Rima Bali

Rima Bali

Rima Bali, a Syrian writer born in Aleppo in 1969, boasts a rich literary portfolio. Graduating from Aleppo University with a focus on Commerce and Economics, she delved into the tourism and hotel industry until the eruption of war in her hometown. Having witnessed the initial three years of conflict, she left Syria in 2015 and currently calls Madrid, Spain, her home.

Bali’s literary contributions include the 2016 novel “Milagro” (Between the War Mill and the Miracle of Life) and the 2018 novel “Ghady Al-Azraq,” soon to be available in Spanish as “El Girasol Azul.” Her text, “Al-Manfa” (New Arab Voices), was published in both Arabic and Danish in 2019. Notably, her 2022 novel “Sulaima’s Ring – [Khatim Sulaima]” secured a spot on the shortlist for the International Prize for Arabic Fiction “The Booker” in 2024, and her 2023 novel “Flute in the Western Takht” was released.

“Milagro,” a Spanish term for “Miracle,” unfolds against the backdrop of the Syrian revolution, spanning Aleppo, Austria, and Spain. Lamea, the protagonist, finds love as a redemptive force amidst the ravages of war, prompting her to abandon her role as a hotel manager in her homeland for a fresh start in Spain. Little does she know that destiny has a new love and an unexpected child in store.

In “Ghady Al-Azraq,” the narrative explores the aftermath of Ghady’s death, with mourners offering condolences without inquiry or accountability. Nada, after four decades of marriage, uncovers a disparity in perspectives with her husband Nabeel. The war prompts her to depart for France, where she encounters twins Eva and Marta, as well as the young Boris.

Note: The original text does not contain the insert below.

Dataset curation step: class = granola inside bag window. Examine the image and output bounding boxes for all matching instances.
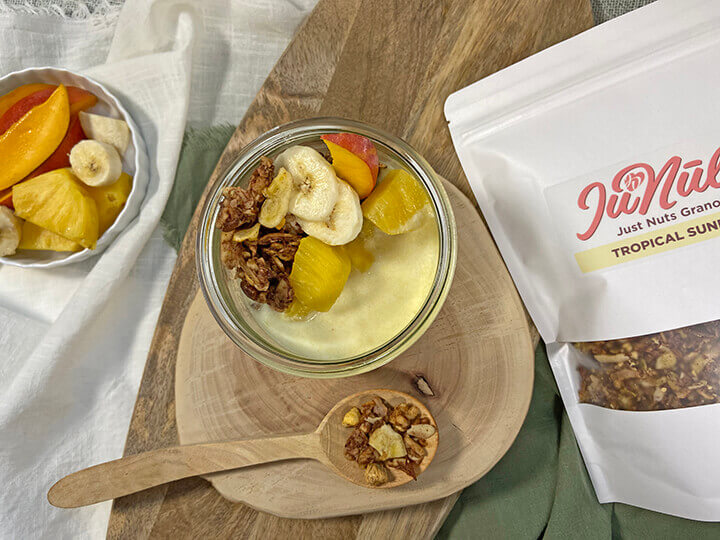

Sulaima’s Ring – [Khatim Sulaima]” navigates Sulaima’s struggle between love and duty, past affluence, and a present marked by loss and conflict. The novel poses questions about Sulaima’s heart’s compass and her ultimate decision. Will she succumb to the sands of the past, or will she embrace the West’s taut bowstring? Despite differing preferences, Sulaima, Lucas, and Shams al-Din share a love for Aleppo, the city mourning beneath ruins. Will Sulaima’s magical ring free wandering souls and restore the link between past and future?

In “Flute in the Western Takht,” the narrative revolves around Flute’s involvement in the orchestra of hatred, while Cecil works to undermine this destructive melody by exploring her family’s journey dating back to the fifteenth century. Cecil’s family tree, with roots spanning Jewish, Arab, Armenian, Turkish, and European heritage, covers the world from Syria to Lebanon, the United States, and Europe, returning to Palestine. Cecil’s journey yields a fruit representing diverse identities—with allegiance only to humanity. The novel delves into questions about terrorism, hatred, and the orchestration of estrangement resonating globally.